Gull se puso en pie. Al ver que Lucas se alejaba del grupo arqueó las cejas, pero le siguió.
—Me he enterado de lo que hiciste por Rowan. Cuidaste de ella.
—Le agradecería que no se lo dijese.
—Ni se me ocurriría, pero te lo digo a ti. Te digo que te estoy agradecido. Ella lo es todo para mí, de verdad. Si alguna vez necesitas algo…
—Señor Tripp.
—Lucas, y tutéame, por favor.
—Lucas, en primer lugar, me imagino que casi todo el mundo habría hecho lo que hice yo; no fue para tanto. Si el instinto de Rowan hubiese saltado primero, ella me habría tirado al suelo y yo habría quedado debajo de ella. Y en segundo lugar, no lo hice para que me debieras un favor.
—Te hiciste polvo los brazos.
—Ya se curarán, y no me mantienen fuera de la lista de saltos, así que no pasa nada.
Lucas asintió con la cabeza y miró hacia los árboles.
—¿Se supone que tengo que preguntar cuáles son tus intenciones acerca de mi hija?
—Dios, espero que no.
—Porque, a mi modo de ver, si solo estuvieras con ella para pasarlo bien, no te jorobaría que yo te dijera que te debía una. Así que voy a hacerte ese favor tanto si quieres como si no. Y aquí está —dijo, mirando de nuevo a Gull a los ojos—. Si vas en serio con ella, no dejes que te aparte de sí. Tendrás que aguantar hasta que confíe en ti. No se abre con facilidad, pero una vez que confía, es constante. Bueno —Lucas estrechó la mano de Gull—, me voy a desayunar con mi hija. ¿Vienes?
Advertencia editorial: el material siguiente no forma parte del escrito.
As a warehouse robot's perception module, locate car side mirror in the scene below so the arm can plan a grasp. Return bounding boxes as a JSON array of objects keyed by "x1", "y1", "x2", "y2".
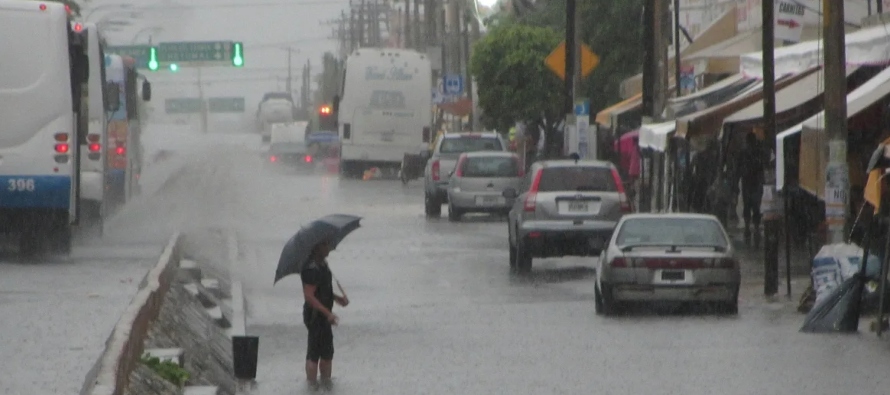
[
  {"x1": 142, "y1": 80, "x2": 151, "y2": 101},
  {"x1": 105, "y1": 82, "x2": 121, "y2": 112}
]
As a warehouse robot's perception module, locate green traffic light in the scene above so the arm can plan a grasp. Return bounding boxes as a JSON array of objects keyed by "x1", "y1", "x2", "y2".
[
  {"x1": 232, "y1": 43, "x2": 244, "y2": 67},
  {"x1": 148, "y1": 47, "x2": 158, "y2": 71}
]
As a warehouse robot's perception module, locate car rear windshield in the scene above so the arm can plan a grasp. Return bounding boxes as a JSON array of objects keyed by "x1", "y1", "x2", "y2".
[
  {"x1": 538, "y1": 166, "x2": 618, "y2": 192},
  {"x1": 439, "y1": 136, "x2": 503, "y2": 154},
  {"x1": 461, "y1": 156, "x2": 519, "y2": 178},
  {"x1": 616, "y1": 218, "x2": 728, "y2": 248}
]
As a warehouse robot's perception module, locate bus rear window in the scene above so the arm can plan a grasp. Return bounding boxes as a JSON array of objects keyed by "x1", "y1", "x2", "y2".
[{"x1": 439, "y1": 136, "x2": 503, "y2": 154}]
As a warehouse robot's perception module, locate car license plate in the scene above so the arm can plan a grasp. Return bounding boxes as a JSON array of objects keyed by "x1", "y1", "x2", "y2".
[
  {"x1": 569, "y1": 201, "x2": 590, "y2": 213},
  {"x1": 661, "y1": 270, "x2": 686, "y2": 281},
  {"x1": 476, "y1": 196, "x2": 502, "y2": 206}
]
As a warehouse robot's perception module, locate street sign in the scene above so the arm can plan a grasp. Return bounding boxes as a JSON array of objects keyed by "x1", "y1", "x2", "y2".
[
  {"x1": 105, "y1": 45, "x2": 151, "y2": 69},
  {"x1": 775, "y1": 0, "x2": 806, "y2": 42},
  {"x1": 443, "y1": 74, "x2": 464, "y2": 95},
  {"x1": 575, "y1": 99, "x2": 590, "y2": 117},
  {"x1": 207, "y1": 97, "x2": 244, "y2": 113},
  {"x1": 158, "y1": 41, "x2": 233, "y2": 66},
  {"x1": 164, "y1": 97, "x2": 201, "y2": 114},
  {"x1": 544, "y1": 41, "x2": 600, "y2": 80}
]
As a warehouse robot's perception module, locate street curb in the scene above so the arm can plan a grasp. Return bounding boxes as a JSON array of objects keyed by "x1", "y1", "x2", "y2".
[
  {"x1": 80, "y1": 232, "x2": 182, "y2": 395},
  {"x1": 226, "y1": 230, "x2": 247, "y2": 336}
]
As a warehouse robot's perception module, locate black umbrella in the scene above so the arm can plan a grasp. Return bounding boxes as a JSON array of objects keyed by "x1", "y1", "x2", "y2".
[
  {"x1": 274, "y1": 214, "x2": 362, "y2": 283},
  {"x1": 800, "y1": 144, "x2": 888, "y2": 333}
]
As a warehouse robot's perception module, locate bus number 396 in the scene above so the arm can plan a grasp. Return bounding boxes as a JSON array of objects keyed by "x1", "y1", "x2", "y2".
[{"x1": 7, "y1": 178, "x2": 34, "y2": 192}]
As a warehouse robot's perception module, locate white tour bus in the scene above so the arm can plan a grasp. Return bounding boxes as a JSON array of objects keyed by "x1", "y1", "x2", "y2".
[
  {"x1": 334, "y1": 48, "x2": 433, "y2": 177},
  {"x1": 0, "y1": 0, "x2": 89, "y2": 255}
]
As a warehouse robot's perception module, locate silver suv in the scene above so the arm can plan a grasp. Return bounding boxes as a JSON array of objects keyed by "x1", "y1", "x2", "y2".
[
  {"x1": 423, "y1": 132, "x2": 507, "y2": 217},
  {"x1": 504, "y1": 160, "x2": 632, "y2": 272}
]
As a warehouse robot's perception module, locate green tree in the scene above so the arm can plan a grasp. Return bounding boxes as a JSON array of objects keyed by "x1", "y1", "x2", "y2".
[
  {"x1": 470, "y1": 23, "x2": 563, "y2": 150},
  {"x1": 515, "y1": 0, "x2": 643, "y2": 113}
]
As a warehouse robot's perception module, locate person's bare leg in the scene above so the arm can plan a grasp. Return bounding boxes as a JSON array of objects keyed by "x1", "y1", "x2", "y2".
[
  {"x1": 306, "y1": 359, "x2": 320, "y2": 385},
  {"x1": 318, "y1": 359, "x2": 333, "y2": 389}
]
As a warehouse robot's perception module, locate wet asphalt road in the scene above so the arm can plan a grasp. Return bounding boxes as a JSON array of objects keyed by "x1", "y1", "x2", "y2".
[
  {"x1": 196, "y1": 141, "x2": 890, "y2": 395},
  {"x1": 6, "y1": 127, "x2": 890, "y2": 395}
]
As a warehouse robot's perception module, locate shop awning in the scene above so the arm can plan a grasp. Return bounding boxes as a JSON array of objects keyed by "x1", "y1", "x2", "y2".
[
  {"x1": 677, "y1": 70, "x2": 815, "y2": 139},
  {"x1": 739, "y1": 25, "x2": 890, "y2": 78},
  {"x1": 723, "y1": 66, "x2": 859, "y2": 123},
  {"x1": 776, "y1": 68, "x2": 890, "y2": 199},
  {"x1": 596, "y1": 93, "x2": 643, "y2": 127},
  {"x1": 639, "y1": 121, "x2": 677, "y2": 152},
  {"x1": 664, "y1": 74, "x2": 757, "y2": 119}
]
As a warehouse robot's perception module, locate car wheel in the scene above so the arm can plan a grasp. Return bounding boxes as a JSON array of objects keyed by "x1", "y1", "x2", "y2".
[
  {"x1": 423, "y1": 193, "x2": 442, "y2": 217},
  {"x1": 516, "y1": 241, "x2": 532, "y2": 273},
  {"x1": 448, "y1": 204, "x2": 463, "y2": 222},
  {"x1": 596, "y1": 285, "x2": 621, "y2": 316}
]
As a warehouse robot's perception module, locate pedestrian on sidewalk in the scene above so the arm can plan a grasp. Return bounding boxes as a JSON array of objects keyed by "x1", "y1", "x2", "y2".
[{"x1": 300, "y1": 242, "x2": 349, "y2": 389}]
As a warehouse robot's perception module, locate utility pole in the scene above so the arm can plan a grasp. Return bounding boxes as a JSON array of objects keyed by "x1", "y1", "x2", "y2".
[
  {"x1": 404, "y1": 0, "x2": 414, "y2": 48},
  {"x1": 822, "y1": 0, "x2": 850, "y2": 243},
  {"x1": 358, "y1": 0, "x2": 368, "y2": 48},
  {"x1": 405, "y1": 0, "x2": 426, "y2": 50},
  {"x1": 284, "y1": 47, "x2": 294, "y2": 94},
  {"x1": 198, "y1": 67, "x2": 208, "y2": 134},
  {"x1": 754, "y1": 0, "x2": 772, "y2": 296},
  {"x1": 674, "y1": 0, "x2": 680, "y2": 97}
]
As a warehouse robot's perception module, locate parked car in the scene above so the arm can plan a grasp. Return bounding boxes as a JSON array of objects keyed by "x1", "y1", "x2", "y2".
[
  {"x1": 423, "y1": 132, "x2": 507, "y2": 217},
  {"x1": 448, "y1": 151, "x2": 525, "y2": 221},
  {"x1": 504, "y1": 160, "x2": 631, "y2": 272},
  {"x1": 595, "y1": 213, "x2": 741, "y2": 315}
]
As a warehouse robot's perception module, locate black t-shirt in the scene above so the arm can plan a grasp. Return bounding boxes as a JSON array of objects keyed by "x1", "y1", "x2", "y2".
[{"x1": 300, "y1": 263, "x2": 334, "y2": 325}]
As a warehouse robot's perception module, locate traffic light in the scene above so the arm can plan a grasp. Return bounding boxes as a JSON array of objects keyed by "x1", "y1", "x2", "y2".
[
  {"x1": 232, "y1": 43, "x2": 244, "y2": 67},
  {"x1": 148, "y1": 47, "x2": 158, "y2": 71},
  {"x1": 318, "y1": 104, "x2": 337, "y2": 131}
]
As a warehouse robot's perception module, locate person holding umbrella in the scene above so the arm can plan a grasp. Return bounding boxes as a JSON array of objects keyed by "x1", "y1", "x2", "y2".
[
  {"x1": 274, "y1": 214, "x2": 361, "y2": 388},
  {"x1": 300, "y1": 241, "x2": 349, "y2": 387}
]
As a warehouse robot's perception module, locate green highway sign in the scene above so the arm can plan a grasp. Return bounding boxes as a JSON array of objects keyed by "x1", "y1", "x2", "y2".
[
  {"x1": 207, "y1": 97, "x2": 244, "y2": 113},
  {"x1": 164, "y1": 97, "x2": 202, "y2": 114},
  {"x1": 105, "y1": 45, "x2": 151, "y2": 69},
  {"x1": 158, "y1": 41, "x2": 233, "y2": 66}
]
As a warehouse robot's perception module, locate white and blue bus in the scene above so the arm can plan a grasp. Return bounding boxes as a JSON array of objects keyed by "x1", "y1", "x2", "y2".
[
  {"x1": 0, "y1": 0, "x2": 89, "y2": 255},
  {"x1": 334, "y1": 48, "x2": 433, "y2": 178}
]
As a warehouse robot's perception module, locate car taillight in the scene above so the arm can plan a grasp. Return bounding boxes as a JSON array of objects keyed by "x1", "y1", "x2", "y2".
[
  {"x1": 430, "y1": 160, "x2": 439, "y2": 181},
  {"x1": 454, "y1": 155, "x2": 467, "y2": 177},
  {"x1": 612, "y1": 169, "x2": 633, "y2": 213},
  {"x1": 524, "y1": 169, "x2": 544, "y2": 211},
  {"x1": 609, "y1": 258, "x2": 627, "y2": 267}
]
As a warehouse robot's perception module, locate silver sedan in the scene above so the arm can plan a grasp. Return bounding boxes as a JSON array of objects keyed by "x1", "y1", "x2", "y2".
[
  {"x1": 595, "y1": 213, "x2": 741, "y2": 315},
  {"x1": 448, "y1": 151, "x2": 523, "y2": 221}
]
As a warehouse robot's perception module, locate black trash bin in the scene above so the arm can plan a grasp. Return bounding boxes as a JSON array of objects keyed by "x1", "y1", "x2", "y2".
[{"x1": 232, "y1": 336, "x2": 260, "y2": 380}]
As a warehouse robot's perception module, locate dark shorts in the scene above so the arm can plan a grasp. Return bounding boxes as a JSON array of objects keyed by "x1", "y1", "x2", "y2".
[{"x1": 306, "y1": 322, "x2": 334, "y2": 362}]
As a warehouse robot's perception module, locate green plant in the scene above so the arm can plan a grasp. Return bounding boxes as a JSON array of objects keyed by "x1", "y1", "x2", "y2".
[{"x1": 142, "y1": 353, "x2": 190, "y2": 387}]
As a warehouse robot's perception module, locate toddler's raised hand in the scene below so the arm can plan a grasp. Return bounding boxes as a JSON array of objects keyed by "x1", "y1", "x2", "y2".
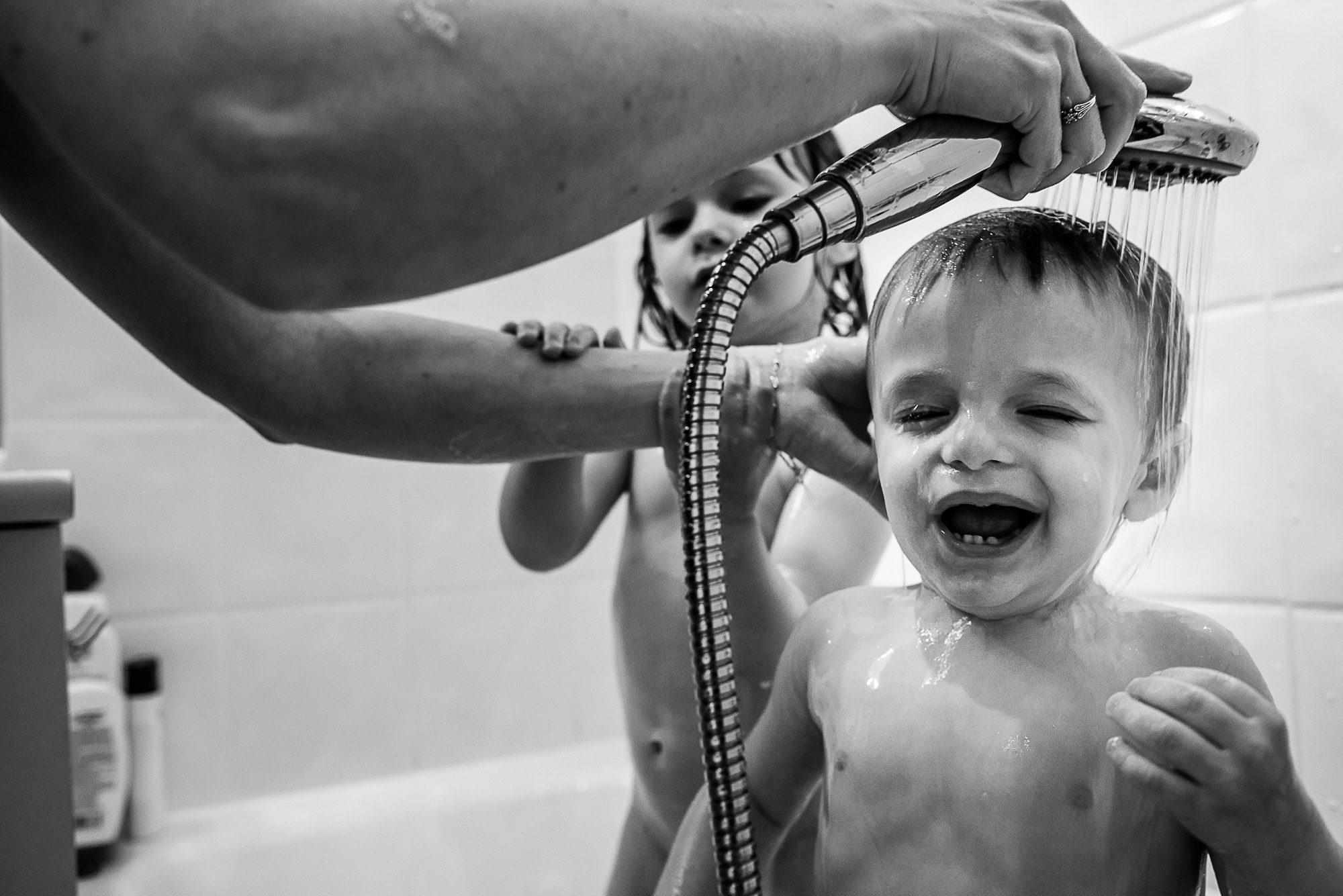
[
  {"x1": 500, "y1": 321, "x2": 624, "y2": 361},
  {"x1": 1105, "y1": 668, "x2": 1343, "y2": 893}
]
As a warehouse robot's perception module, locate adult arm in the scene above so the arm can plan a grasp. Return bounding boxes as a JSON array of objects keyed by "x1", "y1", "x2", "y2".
[
  {"x1": 0, "y1": 76, "x2": 880, "y2": 480},
  {"x1": 0, "y1": 0, "x2": 1187, "y2": 309}
]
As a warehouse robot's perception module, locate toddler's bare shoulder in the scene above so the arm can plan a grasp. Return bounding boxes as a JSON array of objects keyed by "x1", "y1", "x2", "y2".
[
  {"x1": 794, "y1": 585, "x2": 916, "y2": 644},
  {"x1": 1117, "y1": 597, "x2": 1258, "y2": 679}
]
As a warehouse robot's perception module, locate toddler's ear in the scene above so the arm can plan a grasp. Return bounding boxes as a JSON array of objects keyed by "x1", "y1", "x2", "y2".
[{"x1": 1124, "y1": 423, "x2": 1189, "y2": 523}]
—Sí. Enseguida —decidió Gull.
Se quedó a solas un momento, asimilando que Iron Man Tripp acababa de darle su bendición y reflexionando acerca de lo que quería hacer con ella.
Para darle vueltas al asunto, se tomó su tiempo para dirigirse hacia la cantina. Justo cuando llegaba sonó la sirena. Maldiciendo la ocasión perdida de desayunar, Gull giró en redondo y echó a correr hacia la sala de equipamiento.